Do Evangelicals Ban Books?


If you read “unauthorized” material, you may find yourself uninvited to the table.

This past week a friend a suggested I read a new book out called Pastrix. She wanted to dialogue about the contents, but wasn't sure who would be ok with her reading it. She was concerned that she would be judged by its cover.

Of course she is not the first time a woman (or man) who has feared being judged by their book covers. We have labels for those who read things outside of our own camp. Liberal. Feminist. Racist. Communist. Socialist. Right winger. Left winger. Egalitarian. Complementarian. Fundamentalist. (Fill in word(s) you hear(d) or have said.) I remember with humor candidate Barak Obama being called a Muslim because of a book he was reading, by Fareed Zakaria of Time magazine.

These aren't just labels they are labels with consequences. If you read “unauthorized” material, you may find yourself uninvited at the table. What’s left? One voice, actually only the tone of one voice. A monotone. No range or pitch. Just a tone of one voice. Is that really what we want at our table? It sounds unappetizing—like eating the same casserole every night. Not a very balanced diet.

And how does that “monotone” impact the followers of Jesus Christ, you know the every day folk?

I would argue it makes us into what’s called “received knowers?”

(Here’s a description of a received knowers taken from my book She Can Teach.)

A recent book, entitled Women’s Ways of Knowing, focuses on exactly that: how women come to know what they know. The book’s authors did extensive research into how women identify, evaluate, and develop knowledge. Their studies indicate that there are five different perspectives through which women view their world and themselves. It turns out that the majority of church-going conservative women come to know through “received knowledge,” one of those five perspectives.

Received knowers do not construct their own knowledge—they receive it. They rely on an authoritative source to tell them what is right or wrong. To a received knower, there is only one right interpretation—one right answer—to a problem. Ambiguity or paradox cannot be tolerated. Concepts must be predictable, easily consumed, and clearly laid out…

One dramatic result is that, when women are faced with Biblical or theological decisions, they tend to be very uncomfortable with the idea that understanding can take place over time, or that it might require an involved process of reasoning on their part. Trapped in the box of “received knowledge,” many women will not read, attend, or participate in anything their authorities have not recommended, for fear it might lead them astray. When faced with a conflicting “authoritative voice,” they suffer real confusion and pain. (Roese, 12-13)

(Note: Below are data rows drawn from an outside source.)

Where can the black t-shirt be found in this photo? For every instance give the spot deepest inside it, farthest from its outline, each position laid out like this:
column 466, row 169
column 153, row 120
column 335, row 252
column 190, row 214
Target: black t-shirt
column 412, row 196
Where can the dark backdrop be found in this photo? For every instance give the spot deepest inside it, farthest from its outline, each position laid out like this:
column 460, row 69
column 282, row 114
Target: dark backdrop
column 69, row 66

I’m arguing a “monotone” at the table leaves us malnourished in our faith. Received knowers don’t know what to do when life and beliefs collide. For example: A woman is against killing, yet she finds herself on a jury of a capital murder case. Or a woman’s son confides he’s gay? Or a couple’s daughter, who’s attempted suicide several times, becomes pregnant out of wedlock and the mother discovers that pregnancy is what kept her daughter alive. Life can be complex. Scientists have proven that a balanced diet leads to physical health, and would argue the same for our minds and hearts. A “monotone” diet leaves our faith ill-prepared for the complexities of our lives.

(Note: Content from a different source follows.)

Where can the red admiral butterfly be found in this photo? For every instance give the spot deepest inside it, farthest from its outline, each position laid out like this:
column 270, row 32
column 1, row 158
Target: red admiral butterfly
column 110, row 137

And guess what happens when a woman discovers she was taught one thing only to find out others believe differently (others in the same camp let alone another camp!) I’ll tell you what. They feel betrayed. Lose trust in whether they can discern what’s true and what isn’t. There’s deconstruction and reconstruction of faith. And that’s confusing and painful.

I think we do a disservice when we only have a “monotone” at the table. We need a voice with full range of pitch and tone. We don’t have to be afraid. We can teach people how to think as much as what to think. When we have a cacophony of voices our faith is stretched, strengthened, reinforced, solidified, perhaps even altered.

So I read it. I read Pastrix.

Don’t judge me based on my book covers.

I liked it.

My favorite quotes: “The Christian life is about death and resurrection. It’s spiritual physics. Something has to die in order for something new to live.”

Now here me, she swears like a sailor—even a bit too much for me—which is saying a lot. And there’s some theological things that made me squirm—but overall her book challenged me to love Jesus better and His people more. And It made me think and talk to the Lord about some things. Any book that accomplishes that is worth reading.

Let’s not ban books. Let’s bring tone and pitch to the table. Let’s benefit from others unlike ourselves. It will challenge, solidify and change us to be women of radical faith.

My faith can handle it, how about yours?